Collectively, we have to transform the systemic racism in policing in Canada. Ask the PM,Ministers, Commissioner to fund Indigenous-led solutions and alternatives for policing. Write your provincial Minister that deals with policing and demand changes as well. This is a huge issue and we need your help. Being Indigenous should not mean you can be shot by police. Being Indigenous is not a crime and should not be treated as such.

Celebrate Indigenous Peoples Day support an important issue that is preventing another Indigenous person being shot senselessly by police

On Indigenous Peoples day reach out to a person, Nation or group to find out what their main issues are. Listen and learn and then ask what can I do to help.

Indigenous Peoples day is not just to watch singing and dancing or enjoy our marvelous foods. It is a call to action, to bring prominence to our struggle and make a better future for all of us, in our way.
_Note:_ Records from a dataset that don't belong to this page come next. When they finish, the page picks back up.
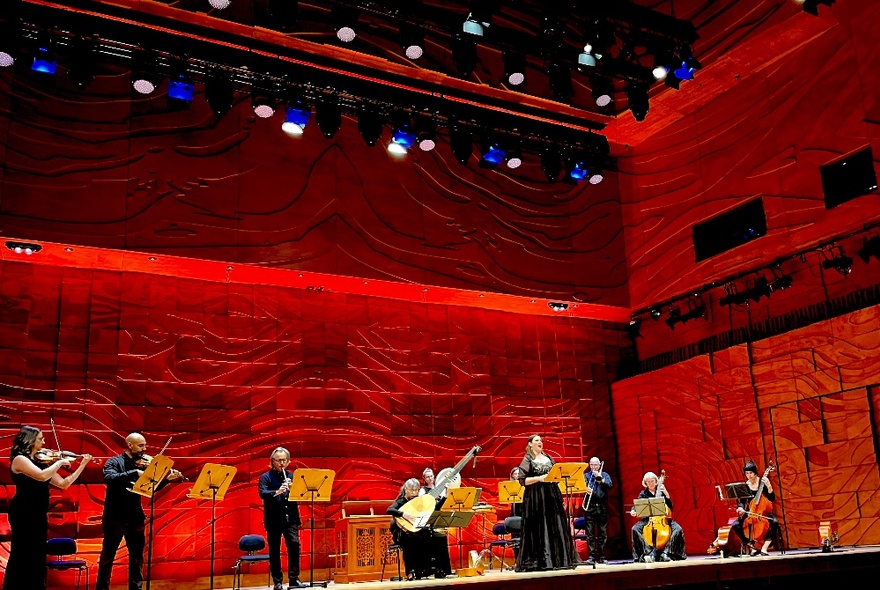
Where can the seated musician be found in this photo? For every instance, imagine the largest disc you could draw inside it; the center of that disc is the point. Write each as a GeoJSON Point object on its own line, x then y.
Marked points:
{"type": "Point", "coordinates": [753, 482]}
{"type": "Point", "coordinates": [425, 552]}
{"type": "Point", "coordinates": [643, 550]}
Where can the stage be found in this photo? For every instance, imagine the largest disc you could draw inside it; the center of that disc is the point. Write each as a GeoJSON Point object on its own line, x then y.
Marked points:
{"type": "Point", "coordinates": [806, 568]}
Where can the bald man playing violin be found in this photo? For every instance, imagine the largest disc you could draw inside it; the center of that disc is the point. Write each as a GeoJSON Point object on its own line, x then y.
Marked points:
{"type": "Point", "coordinates": [123, 516]}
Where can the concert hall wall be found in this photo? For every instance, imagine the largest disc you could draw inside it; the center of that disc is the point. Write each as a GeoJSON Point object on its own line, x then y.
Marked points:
{"type": "Point", "coordinates": [374, 389]}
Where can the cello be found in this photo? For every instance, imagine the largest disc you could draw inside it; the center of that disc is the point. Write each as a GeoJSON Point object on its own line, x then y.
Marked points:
{"type": "Point", "coordinates": [657, 531]}
{"type": "Point", "coordinates": [756, 523]}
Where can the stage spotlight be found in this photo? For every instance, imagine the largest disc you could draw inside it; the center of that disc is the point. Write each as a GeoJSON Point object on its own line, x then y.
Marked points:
{"type": "Point", "coordinates": [560, 81]}
{"type": "Point", "coordinates": [296, 117]}
{"type": "Point", "coordinates": [180, 88]}
{"type": "Point", "coordinates": [345, 22]}
{"type": "Point", "coordinates": [370, 124]}
{"type": "Point", "coordinates": [427, 134]}
{"type": "Point", "coordinates": [812, 6]}
{"type": "Point", "coordinates": [44, 58]}
{"type": "Point", "coordinates": [602, 90]}
{"type": "Point", "coordinates": [551, 164]}
{"type": "Point", "coordinates": [637, 95]}
{"type": "Point", "coordinates": [26, 248]}
{"type": "Point", "coordinates": [82, 61]}
{"type": "Point", "coordinates": [412, 38]}
{"type": "Point", "coordinates": [328, 114]}
{"type": "Point", "coordinates": [841, 263]}
{"type": "Point", "coordinates": [491, 154]}
{"type": "Point", "coordinates": [870, 248]}
{"type": "Point", "coordinates": [219, 92]}
{"type": "Point", "coordinates": [462, 144]}
{"type": "Point", "coordinates": [402, 136]}
{"type": "Point", "coordinates": [464, 55]}
{"type": "Point", "coordinates": [144, 78]}
{"type": "Point", "coordinates": [514, 67]}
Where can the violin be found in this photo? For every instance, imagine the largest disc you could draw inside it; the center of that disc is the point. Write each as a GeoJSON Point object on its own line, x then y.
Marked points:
{"type": "Point", "coordinates": [51, 456]}
{"type": "Point", "coordinates": [658, 531]}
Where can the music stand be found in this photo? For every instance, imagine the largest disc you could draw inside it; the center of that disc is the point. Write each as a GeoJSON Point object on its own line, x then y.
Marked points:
{"type": "Point", "coordinates": [314, 485]}
{"type": "Point", "coordinates": [212, 484]}
{"type": "Point", "coordinates": [146, 485]}
{"type": "Point", "coordinates": [570, 478]}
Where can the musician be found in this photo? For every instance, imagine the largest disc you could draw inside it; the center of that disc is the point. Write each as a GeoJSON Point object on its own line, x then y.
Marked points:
{"type": "Point", "coordinates": [123, 516]}
{"type": "Point", "coordinates": [596, 510]}
{"type": "Point", "coordinates": [425, 552]}
{"type": "Point", "coordinates": [281, 519]}
{"type": "Point", "coordinates": [643, 551]}
{"type": "Point", "coordinates": [546, 535]}
{"type": "Point", "coordinates": [29, 508]}
{"type": "Point", "coordinates": [428, 478]}
{"type": "Point", "coordinates": [753, 481]}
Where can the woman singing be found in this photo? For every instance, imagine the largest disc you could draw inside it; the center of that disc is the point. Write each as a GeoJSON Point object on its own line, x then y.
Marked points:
{"type": "Point", "coordinates": [28, 510]}
{"type": "Point", "coordinates": [546, 537]}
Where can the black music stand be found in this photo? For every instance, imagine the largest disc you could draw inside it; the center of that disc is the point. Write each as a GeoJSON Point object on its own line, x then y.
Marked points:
{"type": "Point", "coordinates": [146, 485]}
{"type": "Point", "coordinates": [648, 508]}
{"type": "Point", "coordinates": [212, 484]}
{"type": "Point", "coordinates": [314, 485]}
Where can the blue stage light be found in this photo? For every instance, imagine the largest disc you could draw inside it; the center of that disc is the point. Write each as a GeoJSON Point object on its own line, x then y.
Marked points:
{"type": "Point", "coordinates": [44, 62]}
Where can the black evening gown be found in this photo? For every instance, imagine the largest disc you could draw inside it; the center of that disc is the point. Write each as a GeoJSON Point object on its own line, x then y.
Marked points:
{"type": "Point", "coordinates": [546, 535]}
{"type": "Point", "coordinates": [29, 520]}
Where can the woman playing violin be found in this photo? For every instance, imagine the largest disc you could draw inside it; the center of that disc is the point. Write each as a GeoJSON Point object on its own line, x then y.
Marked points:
{"type": "Point", "coordinates": [643, 551]}
{"type": "Point", "coordinates": [29, 508]}
{"type": "Point", "coordinates": [746, 510]}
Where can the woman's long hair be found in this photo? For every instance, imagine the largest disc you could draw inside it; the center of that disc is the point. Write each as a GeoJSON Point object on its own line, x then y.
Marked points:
{"type": "Point", "coordinates": [24, 442]}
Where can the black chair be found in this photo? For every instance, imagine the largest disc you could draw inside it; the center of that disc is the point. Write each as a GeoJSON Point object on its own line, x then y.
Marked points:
{"type": "Point", "coordinates": [250, 544]}
{"type": "Point", "coordinates": [505, 532]}
{"type": "Point", "coordinates": [393, 549]}
{"type": "Point", "coordinates": [60, 548]}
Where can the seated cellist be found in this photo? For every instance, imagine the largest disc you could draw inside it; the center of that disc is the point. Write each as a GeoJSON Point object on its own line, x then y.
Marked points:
{"type": "Point", "coordinates": [756, 515]}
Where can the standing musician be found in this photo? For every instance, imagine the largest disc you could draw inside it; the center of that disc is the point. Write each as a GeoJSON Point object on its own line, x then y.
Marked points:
{"type": "Point", "coordinates": [425, 552]}
{"type": "Point", "coordinates": [596, 510]}
{"type": "Point", "coordinates": [32, 472]}
{"type": "Point", "coordinates": [754, 482]}
{"type": "Point", "coordinates": [281, 519]}
{"type": "Point", "coordinates": [642, 549]}
{"type": "Point", "coordinates": [123, 515]}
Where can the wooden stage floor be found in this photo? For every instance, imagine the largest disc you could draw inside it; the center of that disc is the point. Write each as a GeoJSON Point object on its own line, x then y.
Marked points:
{"type": "Point", "coordinates": [845, 567]}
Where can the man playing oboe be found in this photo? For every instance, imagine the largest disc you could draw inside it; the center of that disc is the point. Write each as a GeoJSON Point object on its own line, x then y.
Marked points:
{"type": "Point", "coordinates": [281, 519]}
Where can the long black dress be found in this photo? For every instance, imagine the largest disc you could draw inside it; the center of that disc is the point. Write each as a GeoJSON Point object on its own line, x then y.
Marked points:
{"type": "Point", "coordinates": [29, 520]}
{"type": "Point", "coordinates": [546, 535]}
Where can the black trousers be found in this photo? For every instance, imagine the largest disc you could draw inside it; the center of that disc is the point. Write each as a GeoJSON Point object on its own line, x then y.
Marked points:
{"type": "Point", "coordinates": [290, 532]}
{"type": "Point", "coordinates": [114, 532]}
{"type": "Point", "coordinates": [596, 529]}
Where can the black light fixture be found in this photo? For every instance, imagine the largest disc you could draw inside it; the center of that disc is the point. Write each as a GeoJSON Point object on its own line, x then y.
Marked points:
{"type": "Point", "coordinates": [841, 263]}
{"type": "Point", "coordinates": [870, 247]}
{"type": "Point", "coordinates": [812, 6]}
{"type": "Point", "coordinates": [371, 121]}
{"type": "Point", "coordinates": [219, 91]}
{"type": "Point", "coordinates": [328, 114]}
{"type": "Point", "coordinates": [514, 66]}
{"type": "Point", "coordinates": [82, 61]}
{"type": "Point", "coordinates": [637, 94]}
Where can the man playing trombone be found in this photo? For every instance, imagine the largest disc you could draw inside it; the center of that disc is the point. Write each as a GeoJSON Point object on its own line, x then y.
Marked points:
{"type": "Point", "coordinates": [281, 519]}
{"type": "Point", "coordinates": [596, 510]}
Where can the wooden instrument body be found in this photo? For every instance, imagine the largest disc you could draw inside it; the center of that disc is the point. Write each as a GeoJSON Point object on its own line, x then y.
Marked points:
{"type": "Point", "coordinates": [658, 530]}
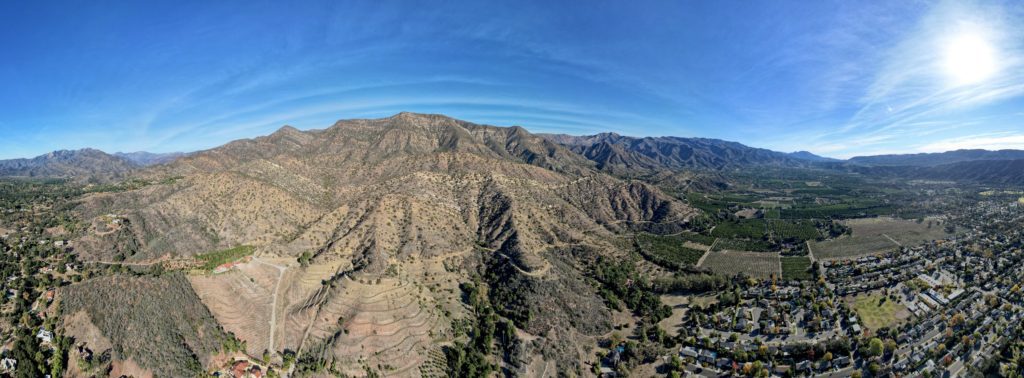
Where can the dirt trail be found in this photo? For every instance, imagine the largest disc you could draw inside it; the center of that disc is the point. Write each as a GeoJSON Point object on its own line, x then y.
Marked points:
{"type": "Point", "coordinates": [704, 256]}
{"type": "Point", "coordinates": [538, 273]}
{"type": "Point", "coordinates": [273, 303]}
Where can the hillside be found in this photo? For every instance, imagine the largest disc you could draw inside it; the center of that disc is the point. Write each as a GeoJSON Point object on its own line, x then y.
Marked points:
{"type": "Point", "coordinates": [408, 199]}
{"type": "Point", "coordinates": [620, 154]}
{"type": "Point", "coordinates": [145, 159]}
{"type": "Point", "coordinates": [86, 164]}
{"type": "Point", "coordinates": [158, 324]}
{"type": "Point", "coordinates": [935, 159]}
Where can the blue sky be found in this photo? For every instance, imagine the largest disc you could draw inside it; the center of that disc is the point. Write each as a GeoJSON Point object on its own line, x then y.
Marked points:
{"type": "Point", "coordinates": [837, 78]}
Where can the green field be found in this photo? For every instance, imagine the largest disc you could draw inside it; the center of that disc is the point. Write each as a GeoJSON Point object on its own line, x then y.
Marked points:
{"type": "Point", "coordinates": [668, 251]}
{"type": "Point", "coordinates": [876, 315]}
{"type": "Point", "coordinates": [212, 259]}
{"type": "Point", "coordinates": [757, 264]}
{"type": "Point", "coordinates": [872, 236]}
{"type": "Point", "coordinates": [798, 267]}
{"type": "Point", "coordinates": [795, 229]}
{"type": "Point", "coordinates": [743, 228]}
{"type": "Point", "coordinates": [742, 245]}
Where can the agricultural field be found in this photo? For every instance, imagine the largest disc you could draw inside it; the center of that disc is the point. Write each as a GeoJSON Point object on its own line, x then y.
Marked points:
{"type": "Point", "coordinates": [744, 228]}
{"type": "Point", "coordinates": [696, 238]}
{"type": "Point", "coordinates": [797, 229]}
{"type": "Point", "coordinates": [742, 245]}
{"type": "Point", "coordinates": [876, 312]}
{"type": "Point", "coordinates": [798, 267]}
{"type": "Point", "coordinates": [757, 264]}
{"type": "Point", "coordinates": [668, 251]}
{"type": "Point", "coordinates": [212, 259]}
{"type": "Point", "coordinates": [871, 236]}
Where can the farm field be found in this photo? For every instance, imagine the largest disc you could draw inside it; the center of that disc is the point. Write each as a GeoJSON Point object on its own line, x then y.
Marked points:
{"type": "Point", "coordinates": [669, 251]}
{"type": "Point", "coordinates": [873, 236]}
{"type": "Point", "coordinates": [797, 229]}
{"type": "Point", "coordinates": [741, 245]}
{"type": "Point", "coordinates": [876, 315]}
{"type": "Point", "coordinates": [757, 264]}
{"type": "Point", "coordinates": [212, 259]}
{"type": "Point", "coordinates": [797, 267]}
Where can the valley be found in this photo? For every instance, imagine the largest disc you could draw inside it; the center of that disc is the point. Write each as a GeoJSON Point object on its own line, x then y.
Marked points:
{"type": "Point", "coordinates": [421, 245]}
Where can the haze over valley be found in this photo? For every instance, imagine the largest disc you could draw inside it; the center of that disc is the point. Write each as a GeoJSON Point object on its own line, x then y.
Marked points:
{"type": "Point", "coordinates": [357, 190]}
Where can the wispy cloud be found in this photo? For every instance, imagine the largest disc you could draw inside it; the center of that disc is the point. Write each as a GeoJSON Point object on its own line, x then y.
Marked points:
{"type": "Point", "coordinates": [1014, 141]}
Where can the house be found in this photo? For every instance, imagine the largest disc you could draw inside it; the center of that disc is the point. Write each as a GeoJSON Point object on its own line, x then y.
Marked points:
{"type": "Point", "coordinates": [804, 366]}
{"type": "Point", "coordinates": [724, 364]}
{"type": "Point", "coordinates": [45, 336]}
{"type": "Point", "coordinates": [239, 368]}
{"type": "Point", "coordinates": [687, 351]}
{"type": "Point", "coordinates": [708, 357]}
{"type": "Point", "coordinates": [781, 370]}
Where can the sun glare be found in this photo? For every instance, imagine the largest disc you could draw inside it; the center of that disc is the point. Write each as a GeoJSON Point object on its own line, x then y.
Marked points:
{"type": "Point", "coordinates": [970, 59]}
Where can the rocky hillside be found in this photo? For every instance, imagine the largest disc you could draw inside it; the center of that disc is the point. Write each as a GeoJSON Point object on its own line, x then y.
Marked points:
{"type": "Point", "coordinates": [626, 155]}
{"type": "Point", "coordinates": [87, 164]}
{"type": "Point", "coordinates": [928, 160]}
{"type": "Point", "coordinates": [145, 159]}
{"type": "Point", "coordinates": [413, 197]}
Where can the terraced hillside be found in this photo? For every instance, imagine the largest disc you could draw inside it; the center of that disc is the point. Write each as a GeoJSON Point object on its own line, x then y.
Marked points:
{"type": "Point", "coordinates": [364, 232]}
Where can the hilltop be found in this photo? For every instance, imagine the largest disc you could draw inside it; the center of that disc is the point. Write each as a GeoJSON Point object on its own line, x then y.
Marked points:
{"type": "Point", "coordinates": [401, 202]}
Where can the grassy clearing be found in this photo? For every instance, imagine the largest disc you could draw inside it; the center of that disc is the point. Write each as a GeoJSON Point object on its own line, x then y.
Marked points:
{"type": "Point", "coordinates": [668, 251]}
{"type": "Point", "coordinates": [798, 267]}
{"type": "Point", "coordinates": [869, 237]}
{"type": "Point", "coordinates": [750, 228]}
{"type": "Point", "coordinates": [212, 259]}
{"type": "Point", "coordinates": [757, 264]}
{"type": "Point", "coordinates": [696, 238]}
{"type": "Point", "coordinates": [797, 229]}
{"type": "Point", "coordinates": [742, 245]}
{"type": "Point", "coordinates": [877, 313]}
{"type": "Point", "coordinates": [159, 322]}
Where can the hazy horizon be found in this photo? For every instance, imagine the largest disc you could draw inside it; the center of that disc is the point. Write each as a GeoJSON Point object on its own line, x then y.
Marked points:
{"type": "Point", "coordinates": [836, 79]}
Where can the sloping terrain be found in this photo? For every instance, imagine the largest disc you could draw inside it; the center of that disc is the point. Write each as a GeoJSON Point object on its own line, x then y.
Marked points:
{"type": "Point", "coordinates": [624, 155]}
{"type": "Point", "coordinates": [84, 164]}
{"type": "Point", "coordinates": [934, 159]}
{"type": "Point", "coordinates": [387, 217]}
{"type": "Point", "coordinates": [145, 159]}
{"type": "Point", "coordinates": [155, 322]}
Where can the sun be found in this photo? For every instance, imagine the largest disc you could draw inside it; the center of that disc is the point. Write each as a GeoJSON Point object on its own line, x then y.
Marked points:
{"type": "Point", "coordinates": [969, 59]}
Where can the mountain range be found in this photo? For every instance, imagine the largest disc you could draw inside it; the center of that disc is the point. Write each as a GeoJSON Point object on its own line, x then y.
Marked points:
{"type": "Point", "coordinates": [611, 153]}
{"type": "Point", "coordinates": [365, 233]}
{"type": "Point", "coordinates": [401, 203]}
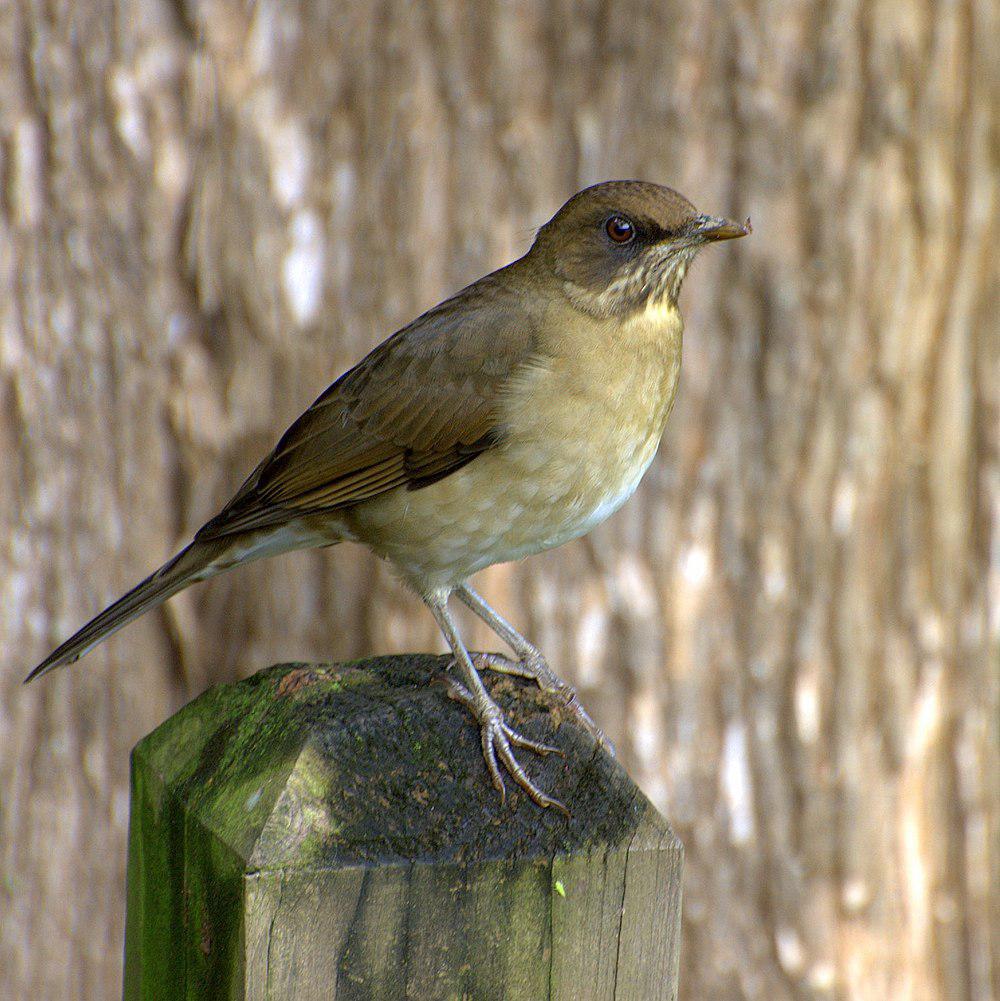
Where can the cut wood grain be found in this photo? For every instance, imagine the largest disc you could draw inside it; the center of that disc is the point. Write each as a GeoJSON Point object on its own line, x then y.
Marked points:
{"type": "Point", "coordinates": [329, 832]}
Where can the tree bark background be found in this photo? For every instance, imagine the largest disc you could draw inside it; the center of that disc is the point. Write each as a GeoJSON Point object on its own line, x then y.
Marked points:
{"type": "Point", "coordinates": [208, 210]}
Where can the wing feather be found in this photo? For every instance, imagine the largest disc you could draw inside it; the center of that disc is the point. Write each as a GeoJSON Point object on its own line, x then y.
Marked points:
{"type": "Point", "coordinates": [422, 404]}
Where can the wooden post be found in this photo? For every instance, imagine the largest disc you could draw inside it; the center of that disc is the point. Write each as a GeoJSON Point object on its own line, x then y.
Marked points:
{"type": "Point", "coordinates": [329, 832]}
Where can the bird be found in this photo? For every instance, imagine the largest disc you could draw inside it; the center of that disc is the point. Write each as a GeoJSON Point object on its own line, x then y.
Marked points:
{"type": "Point", "coordinates": [511, 418]}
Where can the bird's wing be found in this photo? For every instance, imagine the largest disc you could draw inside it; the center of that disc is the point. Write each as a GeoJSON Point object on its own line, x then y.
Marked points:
{"type": "Point", "coordinates": [419, 406]}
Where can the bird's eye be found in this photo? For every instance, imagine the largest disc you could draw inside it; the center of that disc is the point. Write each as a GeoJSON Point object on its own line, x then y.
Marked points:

Indigenous Peoples day is to envision a future that does not have racism and colonialism so our lives living together could be so different. A future not based on white dominance and violence. Imagine a future of peaceful co-existence. Then we can really celebrate Indigenous Peoples Day.

Indigenous Peoples Day falls on the summer solstice. A powerful day as the earth turns to a new season of growth, a new beginning. Let us together use that power for change for indigenous peoples.

I love being and thinking indigenous, let us collectively work hard to ensure that indigenous people everywhere can celebrate their indigeneity without fear of losing their lives.